Ange has three forms of epilepsy which means her symptoms can vary from getting dizzy, having absence seizures where she forgets things and going totally unconscious.

Jessica said she likes looking after her mum, and when Ange doesn't need her help she loves reading, especially Harry Potter, seeing her friends and going to school.

Ange Barre and Jessica Barre, aged 9, who is a young carer for her mom

Shropshire Young Carer Servicee helps Jessica relax and offers her support when she needs it. Throughout lockdown, the organisation kept in touch with families and hosted weekly Zoom sessions for the carers doing arts and crafts.

Now they are able to meet in person again, Ange said it is a chance for Jessica to go and have some fun with other people in similar situations.

"Epilepsy is still surrounded by myths and stigmas but it doesn't just affect the person with the condition, but also their families and those around them," Ange said.

"I could be absolutely fine, then all of a sudden I am a different person.

"But it's not a 24/7 thing, Jess still gets to see her friends and go to school and the Shropshire Young Carer Service helps a lot in terms of giving her some respite.

"Caring can be an emotional toll not getting all the freedoms other children have, and she has had to grow up fast and learn from a young age how she can help.

Ange Barre and Jessica Barre, aged 9, who is a young carer for her mom

"So she can just escape and do what other young kids do.
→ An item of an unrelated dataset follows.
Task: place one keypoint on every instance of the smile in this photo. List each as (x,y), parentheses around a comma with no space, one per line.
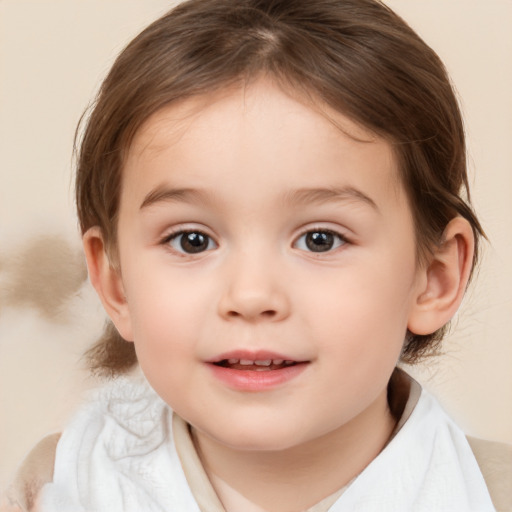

As a parent, I also feel extremely safe for her to go to the meetings. Because I can't drive, they pay for a taxi so Jess can go safely by herself, it's a bit of independence.

"It helps me as well as I don't feel guilty that she is looking after me. Jess has lots of fun at the meetings and it means she doesn't have to think about things for a little bit."

Simon Jones, young carers lead at Shropshire Young Carer Service, said the theme of Carers Week 2021 is ‘Make Caring Visible and Valued’, something they hope to achieve through the service.

He said: "The children's caring really increased during the pandemic because of being at home all the time. When they were at school they worry about the person they care for at home, but then when they are at home all the time, it can feel like their caring is increased.

"Our normal procedure pre-Covid would be to contact families and organise group activities throughout the year for young carers. If they need support or one-to-one chats we help them out – but Covid put a stop to all our group activities.

"We were still able to support them over lockdown with Zoom sessions but thankfully the in-person meetings are starting up again this month."